## Evaluate OCR engine quality

Before processing all files, we evaluate OCR quality on a sample image part for evaluation(source: [Deutsche Zeitung, Ausgaben am Montag, 23.12.1918](https://zefys.staatsbibliothek-berlin.de/kalender/auswahl/date/1918-12-23/30744015/)):
![sample.jpg](sample.jpg)

Let us OCR it:

In [None]:
import pytesseract
from PIL import Image

In [None]:
ocr_output = pytesseract.image_to_string(Image.open('sample.jpg'), lang='frk')  # using German fraktur OCR model

In [None]:
print(ocr_output)

#### 2.1.1 Manually create  the 'ground truth' to evaluate against

In [None]:
ground_truth = input('Please insert corrected string: ')

In [None]:
print(ground_truth)

#### 2.1.2 Measure OCR precision, recall and F-measure

In the context of Optical Character Recognition (OCR), precision, recall, and F-measure are metrics used to evaluate the accuracy and efficiency of OCR systems in converting images of typed, handwritten, or printed text into machine-encoded text.
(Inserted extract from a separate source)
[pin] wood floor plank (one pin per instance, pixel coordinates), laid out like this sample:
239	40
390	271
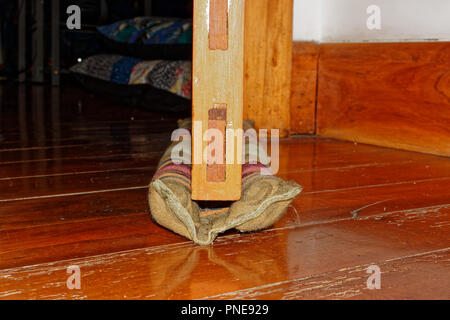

These metrics help to understand how well an OCR system performs, especially in terms of correctly identifying characters, words, or specific information within documents. Here's how these metrics apply to OCR quality evaluation:

###### Precision in OCR
In OCR, precision measures the accuracy of the recognized text against the actual text in the document images. It calculates the proportion of correctly identified characters or words out of all the characters or words that the OCR system identified. High precision means that most of the text the OCR system identified as present in the document was actually correct, indicating fewer false positives (i.e., incorrectly identified as present).

![](precision.png)

##### Recall in OCR
Recall in the context of OCR measures the OCR system's ability to capture all the relevant characters or words from the document images. It is the ratio of the correctly identified characters or words to all the characters or words that are actually present in the documents. High recall indicates that the OCR system is able to identify most of the actual text present, minimizing false negatives (i.e., failing to recognize text that is there).

![](recall.png)

##### F-measure (F1 Score) in OCR
The F-measure or F1 score in OCR provides a single metric that combines both precision and recall to give a balanced view of the OCR system's overall performance. Since precision and recall have a trade-off (improving one can often lead to a reduction in the other), the F1 score helps to evaluate the OCR system's effectiveness at recognizing text accurately while minimizing both false positives and false negatives.

![](fmeasure.png)

These metrics are critical for assessing OCR systems, particularly in applications where the accuracy of text recognition directly impacts the outcome, such as document automation, data extraction from scanned documents, and automated processing of handwritten forms. A balance between high precision and high recall is often desired to ensure that the OCR system is both accurate and comprehensive in its text recognition capabilities.

In [None]:
from aux.measure_ocr_quality import measure_ocr_quality

In [None]:
precision, recall, f_score = measure_ocr_quality(ocr_output, ground_truth)

In [None]:
print(f'Precision: {round(precision, 4)}\nRecall: {round(recall, 4)}\nF1-score: {round(f_score, 4)}')